Suara.com - Saham PT Bumi Resources Minerals Tbk. (BRMS) mengalami penurunan tajam pada penutupan perdagangan Rabu (12/2/2025). Harga saham BRMS menyentuh level Rp 338 atau minus sekitar 7%.
Sebanyak 1,16 miliar saham BRMS diperdagangkan dengan nilai transaksi mencapai Rp 397 miliar. Penurunan ini terjadi di tengah isu penolakan warga terhadap operasional tambang anak usaha BRMS, Citra Palu Mineral (CPM) di Poboya, Palu, Sulawesi Tengah.
Warga setempat menyegel kantor CPM sebagai bentuk protes terhadap aktivitas pertambangan yang mereka anggap merugikan lingkungan dan masyarakat.
Meskipun demikian, pihak korporasi BRMS mengklaim bahwa penyegelan kantor tersebut tidak mengganggu operasional CPM. Mereka menyatakan bahwa kegiatan pertambangan tetap berjalan seperti biasa.
Sementara di Palu, kelompok mahasiswa yang tergabung dalam Forum Mahasiswa Menggugat menggelar aksi demonstrasi di depan Kantor Dinas Lingkungan Hidup (DLH) Provinsi Sulawesi Tengah, Rabu.
"Seluruh rangkaian kegiatan pertambangan berikut pengolahan yang dilakukan CPM dilaksanakan berdasarkan studi-studi yang lengkap dan dijalankan oleh tenaga ahli dan peralatan berteknologi terkini sehingga seluruh dampak kegiatan dapat diturunkan serendah mungkin atau bahkan dihilangkan," kata Direktur dan Sekretaris Perusahaan Bumi Resources Minerals, Muhammad Sulthon.
Saham Bumi Resources Minerals (BRMS) sempat disebut-sebut berpotensi masuk ke MSCI Global Standard Index.
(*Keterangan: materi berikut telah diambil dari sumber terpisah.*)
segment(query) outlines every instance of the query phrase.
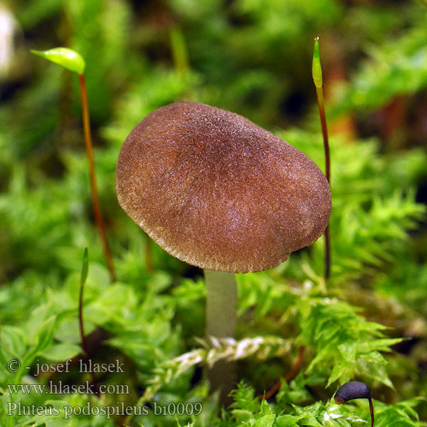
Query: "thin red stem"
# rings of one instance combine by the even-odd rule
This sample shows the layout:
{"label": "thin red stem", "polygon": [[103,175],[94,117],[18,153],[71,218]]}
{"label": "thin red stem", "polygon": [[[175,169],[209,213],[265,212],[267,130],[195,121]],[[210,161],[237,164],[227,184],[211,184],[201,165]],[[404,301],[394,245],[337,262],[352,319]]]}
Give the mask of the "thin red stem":
{"label": "thin red stem", "polygon": [[[320,115],[320,123],[322,124],[322,135],[323,135],[323,145],[325,147],[325,175],[327,181],[330,184],[330,157],[329,147],[329,138],[327,135],[327,127],[326,125],[326,115],[325,114],[325,101],[323,100],[323,89],[322,87],[316,86],[316,94],[317,95],[317,105],[319,105],[319,114]],[[328,279],[331,270],[331,246],[329,232],[329,225],[325,231],[325,278]]]}
{"label": "thin red stem", "polygon": [[[298,355],[290,369],[290,371],[288,372],[286,376],[285,376],[285,381],[288,383],[290,382],[297,374],[298,372],[301,370],[301,367],[302,366],[302,361],[304,360],[304,352],[305,350],[305,347],[303,345],[300,346],[298,349]],[[267,393],[265,394],[261,394],[259,396],[259,399],[262,401],[263,399],[268,400],[272,396],[273,396],[275,393],[277,393],[280,389],[280,386],[282,385],[282,381],[279,379],[273,387],[268,390]]]}
{"label": "thin red stem", "polygon": [[371,427],[374,427],[374,421],[375,421],[375,416],[374,416],[374,404],[372,404],[372,399],[369,399],[369,412],[371,413]]}
{"label": "thin red stem", "polygon": [[92,195],[92,204],[93,206],[93,213],[95,214],[96,225],[97,226],[97,229],[101,238],[101,241],[102,243],[104,258],[105,258],[107,268],[110,271],[110,276],[111,278],[111,280],[112,282],[114,282],[115,280],[115,273],[114,270],[114,265],[112,263],[112,257],[111,256],[111,251],[110,250],[110,245],[108,244],[107,233],[105,233],[105,226],[104,224],[104,220],[102,219],[102,215],[101,214],[101,209],[100,206],[97,193],[97,187],[96,185],[95,163],[93,162],[93,150],[92,149],[92,135],[90,133],[89,109],[88,107],[88,95],[86,95],[86,84],[85,83],[85,75],[84,74],[79,74],[78,77],[80,80],[80,93],[82,96],[83,131],[85,135],[85,144],[86,146],[86,154],[88,155],[88,164],[89,166],[89,181],[90,183],[90,194]]}
{"label": "thin red stem", "polygon": [[[85,335],[85,327],[83,324],[83,289],[85,287],[85,283],[80,283],[80,292],[78,296],[78,327],[80,334],[80,341],[82,342],[82,348],[83,349],[83,352],[85,352],[85,359],[86,359],[86,362],[88,363],[88,366],[90,366],[89,361],[90,360],[90,357],[89,355],[89,348],[88,347],[88,342],[86,341],[86,337]],[[92,377],[92,384],[93,385],[93,388],[95,389],[95,391],[97,395],[99,396],[99,386],[97,384],[97,381],[96,379],[96,376],[95,373],[91,371],[90,376]]]}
Tapi, pengumuman MSCI pada 11 Februari tak menyebutkan BRMS.
Perseroan menegaskan bahwa analisis dampak lingkungan telah dilakukan sesuai dengan regulasi yang berlaku.
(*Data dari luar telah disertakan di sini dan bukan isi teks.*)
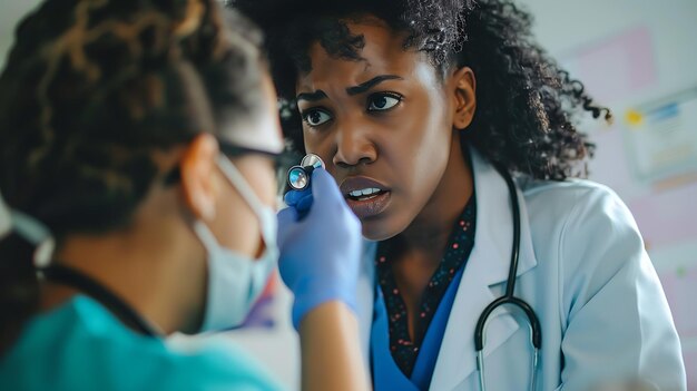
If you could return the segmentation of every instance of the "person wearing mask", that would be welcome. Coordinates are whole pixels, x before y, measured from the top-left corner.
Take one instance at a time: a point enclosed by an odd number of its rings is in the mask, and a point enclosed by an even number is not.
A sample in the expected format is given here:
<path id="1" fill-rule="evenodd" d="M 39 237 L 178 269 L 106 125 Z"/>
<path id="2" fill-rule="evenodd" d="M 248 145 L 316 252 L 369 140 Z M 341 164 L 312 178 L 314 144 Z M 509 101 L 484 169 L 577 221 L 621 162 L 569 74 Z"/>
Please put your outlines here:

Manajemen pun mengklaim, kontrak Karya CPM untuk Blok Poboya berlaku hingga 3 Desember 2050, setelah mendapatkan Persetujuan Peningkatan Tahap Operasi Produksi pada 14 November 2017. Kontrak tersebut mencakup masa konstruksi selama tiga tahun serta masa operasi produksi selama 30 tahun.
Sebaliknya, di Palu, mahasiswa menggelar aksi mengecam aktivitas tambang PT Citra Palu Minerals (PT CPM), anak perusahaan PT Bumi Resources Minerals (BRMS), di Poboya, Kota Palu yang dianggap merusak lingkungan, mencemari air, dan merampas kehidupan masyarakat lokal. Koordinator aksi, Fadel, menyampaikan kecaman keras terhadap perusahaan tersebut, menyebut kegiatan mereka sebagai "eksploitasi brutal".
Sebelumnya, aksi dilakukan juga oleh Front Pemuda Kaili dan masyarakat lingkar tambang. Mereka menyampaikan protes terhadap aktivitas pertambangan CPM. Masyarakat menyoroti potensi dampak lingkungan dari kegiatan tambang yang dilakukan CPM di Blok Poboya, Palu. Mereka menduga bahwa operasi pertambangan tersebut dapat merusak ekosistem sungai, menyebabkan penurunan muka tanah, dan berisiko tinggi karena berada di kawasan rawan gempa.
Sementara Pengamat Pasar Modal, Teguh Hidayat menilai hal yang wajar kalau saham BRMS anjlok mengingat sebulan terakhir ini saham-saham lain juga turun. Menurut dia, kalau BRMS diterpa isu pencemaran lingkungan dan seterusnya itu memang sering muncul. Salah satunya anak usaha BRMS bidang emas, yakni PT. Citra Palu Mineral (CPM).
Jika melihat 6 bulan terakhir, kata Teguh, saham BRMS itu masih naik banyak dan salah satunya sentimen dari Citra Palu Mineral karena harga emas lagi naik terus. Makanya, ia melihat memang yang sudah mulai berproduksi dalam waktu dekat ini CPM sehingga mungkin mulai banyak lagi isu aneh-aneh.
“Saya lebih melihat sahamnya turun karena koreksi pasar aja. Kalau kita lihat 6 bulan terakhir kan masih naik banyak. 6 bulan lalu itu dia (BRMS) masih di 200-an, sekarang sempat 400, turun 300 sekian, tapi kan masih naik juga,” ungkapnya.